Both of these approaches are reasonably straightforward if you use linked lists.
The heap data structure described in the “Heapsort” section of Chapter 6 provides a more efficient way of implementing a priority queue. A heap-based priority queue can enqueue and dequeue items in O(log N) time.
Deques
Deque, which is usually pronounced “deck,” stands for “double-ended queue.” A deque is a queue that allows you to add items to and remove items from either end of the queue.
Deques are useful in algorithms where you have partial information about the priority of items. For example, you might know that some items are high priority and others are low priority, but you might not necessarily know the exact relative priorities of every item. In that case, you can add high-priority items to one end of the deque and low-priority items to the other end of the deque.
Deques are easy to build with doubly linked lists.
Summary
This chapter explained stacks and queues, two data structures that are often used by other algorithms to store items. In a stack, items are added to and then removed from the same “end” of the data structure in last-in-first-out order. In a queue, items are added at one end and removed from the other in first-in-first-out order.
You can use an array to build a stack fairly easily as long as it doesn't run out of space. If you build a stack with a linked list, you don't need to worry about the stack's running out of space.
You can also use an array to build a queue, although in that approach the items move through the array until they reach the end and you need to resize the array. You can solve that problem by using a circular array. You can also avoid the whole issue by using a doubly linked list to build a queue.
You can use stacks and queues to sort items in O(N2) time, although those algorithms are more exercises in using stacks and queues than in efficient sorting. The next chapter describes several sorting algorithms that give much better performance, with some running in O(N log N) time and others even running in O(N) time.
Exercises
Asterisks indicate particularly difficult problems.
- When you use a double stack, what is the relationship between the variables NextIndex1 and NextIndex2 when one of the stacks is full?
- Write an algorithm that takes as input a stack and returns a new stack containing the same items but in reverse order.
- Write a program that implements insertionsort with stacks.

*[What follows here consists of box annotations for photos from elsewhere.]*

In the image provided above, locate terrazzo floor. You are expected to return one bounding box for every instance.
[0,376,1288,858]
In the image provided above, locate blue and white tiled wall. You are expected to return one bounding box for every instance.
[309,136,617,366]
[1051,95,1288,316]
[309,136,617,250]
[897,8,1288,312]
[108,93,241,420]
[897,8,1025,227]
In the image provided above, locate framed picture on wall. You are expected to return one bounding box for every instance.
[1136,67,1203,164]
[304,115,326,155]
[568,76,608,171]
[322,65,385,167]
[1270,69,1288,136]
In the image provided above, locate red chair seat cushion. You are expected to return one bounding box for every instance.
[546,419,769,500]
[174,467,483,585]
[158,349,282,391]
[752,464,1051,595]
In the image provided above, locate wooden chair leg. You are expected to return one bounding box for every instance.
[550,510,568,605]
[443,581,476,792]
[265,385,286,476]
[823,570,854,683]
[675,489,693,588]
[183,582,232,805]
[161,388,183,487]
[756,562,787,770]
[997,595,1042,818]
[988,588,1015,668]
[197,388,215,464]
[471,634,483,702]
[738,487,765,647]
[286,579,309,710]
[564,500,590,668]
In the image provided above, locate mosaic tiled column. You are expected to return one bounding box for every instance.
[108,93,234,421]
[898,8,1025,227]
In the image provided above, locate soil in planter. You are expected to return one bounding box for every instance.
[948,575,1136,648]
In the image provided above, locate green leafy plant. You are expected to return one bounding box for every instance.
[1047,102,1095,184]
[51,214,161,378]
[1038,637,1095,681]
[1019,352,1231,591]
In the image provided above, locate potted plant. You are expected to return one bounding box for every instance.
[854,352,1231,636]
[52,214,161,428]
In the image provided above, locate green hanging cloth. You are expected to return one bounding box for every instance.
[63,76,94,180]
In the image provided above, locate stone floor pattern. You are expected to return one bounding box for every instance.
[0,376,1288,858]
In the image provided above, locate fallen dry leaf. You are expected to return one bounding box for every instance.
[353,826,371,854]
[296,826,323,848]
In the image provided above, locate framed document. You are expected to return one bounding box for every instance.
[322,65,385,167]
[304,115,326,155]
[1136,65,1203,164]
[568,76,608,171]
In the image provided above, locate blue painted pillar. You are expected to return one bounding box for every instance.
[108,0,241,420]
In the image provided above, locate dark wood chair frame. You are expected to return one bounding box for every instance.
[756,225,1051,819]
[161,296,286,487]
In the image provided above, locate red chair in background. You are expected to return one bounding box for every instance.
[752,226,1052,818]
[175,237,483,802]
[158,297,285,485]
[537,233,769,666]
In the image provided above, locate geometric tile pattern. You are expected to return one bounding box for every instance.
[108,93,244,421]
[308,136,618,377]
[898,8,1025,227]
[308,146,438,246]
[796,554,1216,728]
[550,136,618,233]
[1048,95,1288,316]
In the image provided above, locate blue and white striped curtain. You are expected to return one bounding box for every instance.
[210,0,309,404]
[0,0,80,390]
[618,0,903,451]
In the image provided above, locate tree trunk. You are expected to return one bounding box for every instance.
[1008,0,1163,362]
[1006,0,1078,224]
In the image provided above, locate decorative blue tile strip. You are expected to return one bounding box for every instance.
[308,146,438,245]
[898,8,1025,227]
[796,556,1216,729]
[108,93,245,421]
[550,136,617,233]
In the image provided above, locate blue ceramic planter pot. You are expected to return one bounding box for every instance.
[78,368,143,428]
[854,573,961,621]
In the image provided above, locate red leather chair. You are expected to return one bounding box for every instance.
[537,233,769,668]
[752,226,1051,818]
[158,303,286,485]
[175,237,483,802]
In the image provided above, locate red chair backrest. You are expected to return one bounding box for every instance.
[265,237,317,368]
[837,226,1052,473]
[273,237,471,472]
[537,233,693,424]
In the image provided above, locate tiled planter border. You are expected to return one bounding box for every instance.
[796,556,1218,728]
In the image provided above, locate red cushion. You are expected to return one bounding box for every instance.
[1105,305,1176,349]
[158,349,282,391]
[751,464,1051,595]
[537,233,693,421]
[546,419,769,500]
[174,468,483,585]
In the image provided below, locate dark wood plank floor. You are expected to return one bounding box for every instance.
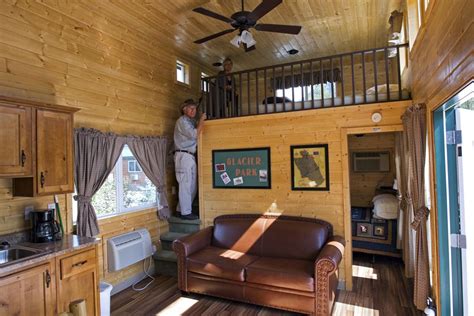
[111,254,422,316]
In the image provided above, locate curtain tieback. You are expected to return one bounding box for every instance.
[74,195,92,203]
[411,206,430,231]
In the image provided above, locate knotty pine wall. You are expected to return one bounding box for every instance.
[198,101,411,288]
[409,0,474,310]
[348,133,396,206]
[0,0,212,284]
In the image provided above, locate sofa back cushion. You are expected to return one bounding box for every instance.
[212,214,332,260]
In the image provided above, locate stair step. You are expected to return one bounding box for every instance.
[153,250,177,262]
[160,232,189,250]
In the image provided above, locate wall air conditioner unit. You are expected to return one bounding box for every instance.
[352,151,390,172]
[107,229,153,272]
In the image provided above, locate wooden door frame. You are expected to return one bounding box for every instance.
[341,124,403,291]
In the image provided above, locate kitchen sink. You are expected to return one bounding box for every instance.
[0,246,45,267]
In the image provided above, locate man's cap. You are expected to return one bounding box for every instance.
[180,99,197,111]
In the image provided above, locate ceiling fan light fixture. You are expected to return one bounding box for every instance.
[230,35,242,48]
[240,30,257,48]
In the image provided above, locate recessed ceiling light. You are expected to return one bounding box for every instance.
[288,48,299,55]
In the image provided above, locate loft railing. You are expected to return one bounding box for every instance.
[201,44,410,119]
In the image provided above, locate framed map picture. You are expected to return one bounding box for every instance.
[290,144,329,191]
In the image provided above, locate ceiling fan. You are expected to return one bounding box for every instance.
[193,0,301,51]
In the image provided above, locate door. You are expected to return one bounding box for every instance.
[434,84,474,315]
[0,104,33,177]
[0,263,54,316]
[36,110,74,194]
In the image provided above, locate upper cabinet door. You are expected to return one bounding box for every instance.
[36,109,74,195]
[0,104,33,177]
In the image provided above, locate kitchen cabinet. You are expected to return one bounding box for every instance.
[0,97,78,197]
[0,101,33,176]
[56,248,99,315]
[36,109,74,194]
[0,262,56,315]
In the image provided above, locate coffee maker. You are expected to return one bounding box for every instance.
[31,209,61,243]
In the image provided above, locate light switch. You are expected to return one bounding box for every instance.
[25,205,35,221]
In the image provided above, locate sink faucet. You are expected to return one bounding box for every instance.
[0,240,11,250]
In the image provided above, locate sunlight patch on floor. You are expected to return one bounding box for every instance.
[156,297,199,316]
[352,264,377,280]
[332,302,380,316]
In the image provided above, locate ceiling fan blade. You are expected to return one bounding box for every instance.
[194,29,235,44]
[244,43,257,53]
[193,7,234,23]
[249,0,283,21]
[255,24,301,34]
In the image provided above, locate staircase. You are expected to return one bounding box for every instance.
[153,216,201,276]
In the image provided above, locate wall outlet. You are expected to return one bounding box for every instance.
[25,205,35,221]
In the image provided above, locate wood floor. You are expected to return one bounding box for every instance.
[111,254,422,316]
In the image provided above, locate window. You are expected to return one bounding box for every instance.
[176,60,189,85]
[201,72,209,92]
[92,146,157,218]
[128,160,142,172]
[275,82,336,102]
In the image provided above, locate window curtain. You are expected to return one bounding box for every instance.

- For each item, the stack insertionsort algorithm moves the unsorted items to the temporary stack. Then it moves some of the sorted items to the temporary stack, and then it moves all the items back to the original stack. Does it really need to move all the items back to the original stack? Can you improve the algorithm's performance by modifying that step? What does that do to the algorithm's Big O run time?
- What does the stack insertionsort algorithm mean in terms of train sorting?
- Write a program that implements selectionsort with stacks.
- What does the stack selectionsort algorithm mean in terms of train sorting?
- Write a program that implements a priority queue.
- Write a program that implements a deque.
- *Consider a bank where customers enter a single line that is served by several tellers. You enter the line at the end, and when you get to the front of the line, you are served by the next available teller. You can model this “multiheaded queue” with a normal queue that serves multiple tellers.
Make a program similar to the one shown in Figure 5-11 to simulate a multiheaded queue in a bank. Give the user controls to adjust the number of tellers, the amount of time between customer arrivals, the amount of time each customer stays, and the speed of the simulation. After the user specifies the parameters, run a simulation to see how the queue behaves. How does the number of tellers affect the average wait time?
Figure 5-11: In a bank queue, customers stand in a single line and then are helped by the next available teller.
- Write a program that implements insertionsort with queues.
- Write a program that implements selectionsort with queues.